Already, Caruso seems to be dispelling Pelinka’s comments that the Lakers were aggressive in trying to retain him. Sure, they seemed to be following tampering rules here, but for someone that LeBron James has said they “love everything” about, you’d hope that they’d maybe bend the rules slightly to show him some respect. Further to that point, it sounds like the offer came short of Caruso’s expectations (more on that later).

There was talk with a bunch of different people about the mid-level, which I think was four (years), $40 million. We never got anybody to that actual number, but there were a couple teams that got close. And then my agent texted me and said ‘hey, Chicago is interested in signing you.’ I didn’t know that financially it was going to be able to work. I thought that once Zo (Lonzo Ball) signed with Chicago, I was like ‘OK, so Chicago is off the list.’


“Essentially we got that offer, went back to L.A., asked if they could do the same, they said ‘no.’ Asked for something else that was a little less, they said ‘no.’ So I said ‘OK, if that’s what it comes to, I’m ready to go to Chicago and start the next chapter.’ It’s been great. I think it’s been a great decision for me.”

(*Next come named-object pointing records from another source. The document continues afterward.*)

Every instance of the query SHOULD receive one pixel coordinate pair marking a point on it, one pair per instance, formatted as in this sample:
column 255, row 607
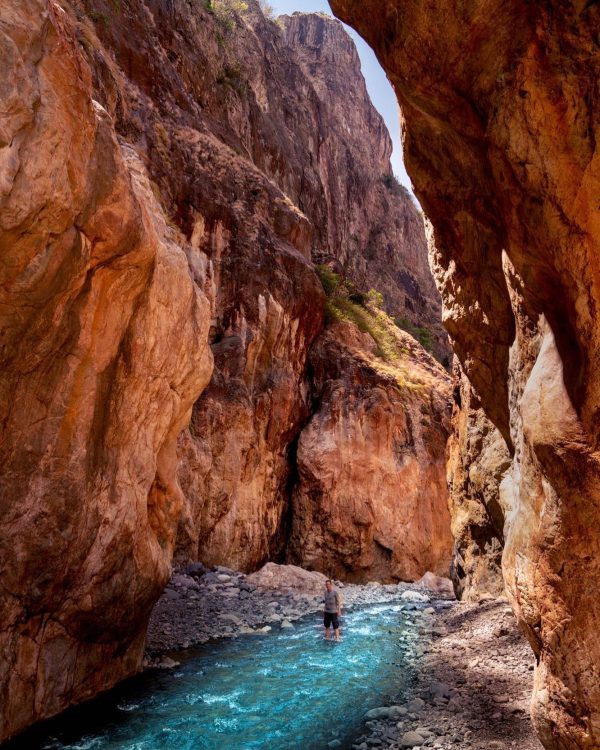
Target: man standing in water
column 333, row 609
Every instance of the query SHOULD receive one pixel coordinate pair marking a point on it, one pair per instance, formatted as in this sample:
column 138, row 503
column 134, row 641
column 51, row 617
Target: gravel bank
column 472, row 669
column 472, row 688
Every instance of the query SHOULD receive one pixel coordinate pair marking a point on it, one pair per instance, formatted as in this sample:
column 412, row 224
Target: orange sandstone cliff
column 501, row 124
column 169, row 175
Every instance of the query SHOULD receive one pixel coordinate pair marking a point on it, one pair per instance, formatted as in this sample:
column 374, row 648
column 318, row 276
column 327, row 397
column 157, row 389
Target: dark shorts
column 331, row 618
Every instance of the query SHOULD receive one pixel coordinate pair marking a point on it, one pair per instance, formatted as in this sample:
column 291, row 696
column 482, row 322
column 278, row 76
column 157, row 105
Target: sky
column 380, row 90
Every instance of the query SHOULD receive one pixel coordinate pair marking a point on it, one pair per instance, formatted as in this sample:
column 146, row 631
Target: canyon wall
column 370, row 502
column 169, row 173
column 104, row 351
column 500, row 124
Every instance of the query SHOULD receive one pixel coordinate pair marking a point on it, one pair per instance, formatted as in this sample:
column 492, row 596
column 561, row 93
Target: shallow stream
column 285, row 690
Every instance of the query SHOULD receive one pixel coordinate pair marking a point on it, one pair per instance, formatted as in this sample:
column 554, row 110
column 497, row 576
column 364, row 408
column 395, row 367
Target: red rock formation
column 103, row 354
column 156, row 192
column 477, row 460
column 371, row 501
column 373, row 232
column 501, row 122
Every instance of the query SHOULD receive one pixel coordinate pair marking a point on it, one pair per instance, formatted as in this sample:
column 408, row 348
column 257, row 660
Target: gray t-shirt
column 332, row 601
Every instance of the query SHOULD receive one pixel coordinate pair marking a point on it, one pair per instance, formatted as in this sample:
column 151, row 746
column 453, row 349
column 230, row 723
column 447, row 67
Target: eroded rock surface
column 501, row 123
column 103, row 354
column 168, row 176
column 371, row 501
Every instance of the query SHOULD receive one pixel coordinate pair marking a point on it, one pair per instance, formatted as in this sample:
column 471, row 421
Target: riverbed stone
column 411, row 739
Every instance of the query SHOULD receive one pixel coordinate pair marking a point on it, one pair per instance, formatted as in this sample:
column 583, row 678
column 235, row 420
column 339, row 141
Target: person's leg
column 336, row 626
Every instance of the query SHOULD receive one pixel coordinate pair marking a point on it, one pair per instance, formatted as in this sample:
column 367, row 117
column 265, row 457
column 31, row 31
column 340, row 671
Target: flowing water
column 286, row 690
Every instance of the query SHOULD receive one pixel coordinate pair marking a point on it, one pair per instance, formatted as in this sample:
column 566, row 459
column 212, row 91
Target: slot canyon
column 239, row 356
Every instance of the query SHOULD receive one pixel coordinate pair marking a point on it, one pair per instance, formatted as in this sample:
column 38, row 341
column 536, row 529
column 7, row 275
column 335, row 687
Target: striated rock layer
column 371, row 501
column 169, row 173
column 103, row 352
column 292, row 118
column 477, row 460
column 501, row 120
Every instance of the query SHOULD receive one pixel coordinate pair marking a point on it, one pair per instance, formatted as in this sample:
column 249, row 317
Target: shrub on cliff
column 226, row 11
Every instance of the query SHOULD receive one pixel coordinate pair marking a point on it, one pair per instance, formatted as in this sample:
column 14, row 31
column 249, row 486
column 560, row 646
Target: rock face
column 371, row 501
column 500, row 126
column 103, row 352
column 372, row 231
column 169, row 173
column 477, row 460
column 238, row 460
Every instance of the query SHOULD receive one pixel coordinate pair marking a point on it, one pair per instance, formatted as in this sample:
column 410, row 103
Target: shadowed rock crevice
column 169, row 177
column 500, row 120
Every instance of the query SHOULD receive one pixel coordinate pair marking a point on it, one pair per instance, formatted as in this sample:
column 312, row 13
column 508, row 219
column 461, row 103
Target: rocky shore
column 471, row 667
column 200, row 604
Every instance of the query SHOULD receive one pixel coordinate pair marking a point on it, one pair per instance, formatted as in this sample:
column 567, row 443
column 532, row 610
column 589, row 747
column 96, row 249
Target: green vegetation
column 226, row 11
column 394, row 185
column 347, row 303
column 267, row 9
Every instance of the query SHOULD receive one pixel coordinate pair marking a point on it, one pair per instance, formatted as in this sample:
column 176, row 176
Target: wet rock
column 411, row 739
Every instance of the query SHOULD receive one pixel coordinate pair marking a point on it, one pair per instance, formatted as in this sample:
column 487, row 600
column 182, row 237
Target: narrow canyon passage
column 283, row 690
column 233, row 343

Rob Pelinka will have to answer for that quote above at some point.

Pelinka and I may have different definitions of the word “aggressive”, but it doesn’t really sound “aggressive” to short-ball a player of Caruso’s talents, only to then provide a much smaller counter-offer to an opposing team’s more-than-suitable offer.

Another key part of that perimeter defense, Kentavious Caldwell-Pope, departed the team via the trade that was used to acquire Russell Westbrook (a slightly below-average defender at best). Although the results of the Westbrook experiment have skewed more towards “bad” than “good”, it’s hard to blame the team at this point for trying to inject the roster with some added offense after being ranked 24th in offensive rating last season.

However, the decision to let Caruso walk is slowly starting to seem even worse than how it initially looked when the Lakers cheaped out on paying the additional luxury tax they would have had to pay if they signed him.

Adding insult to injury, it appears that the Lakers were nowhere close to nearing the four-year, $37 million deal the Bulls offered. Here’s Harrison Faigen’s transcription of some sneaky physical cues that Caruso did that seem to reveal what the Lakers’ final offer could have been.

As if that wasn’t shameful enough, the Lakers’ original offer was less than two years and $15 million, which Redick confirmed by asking Caruso to blink once if his guess of the team’s initial offer was over what it actually was, and blink twice if it was under, and then guessed “two for 15.”


Caruso blinked once, and Redick laughed.

Two. years. $15. million.

The dollars per year is close to what the Bulls offered, but the young 27-year-old guard with elite defensive skills and possibly even more elite basketball I.Q. deserved a long-term contract at this point after fighting his way from the depths of the G-League early in his career.

Now, I just want to make it clear. The Lakers can still win a championship without Alex Caruso. However, it seems like Frank Vogel is going to have to give up on his dreams of replicating his championship-winning defense. He’ll have to adapt, partly (and possibly mostly) due to the fact that Jeanie Buss and the team cheaped out and let Caruso walk. It’s either that, or they made a stupid decision that executives around the league are already ridiculing.

Even if the Lakers win a championship, Pelinka and Buss probably haven’t heard the last of their dealings with Alex Caruso after he set the record straight.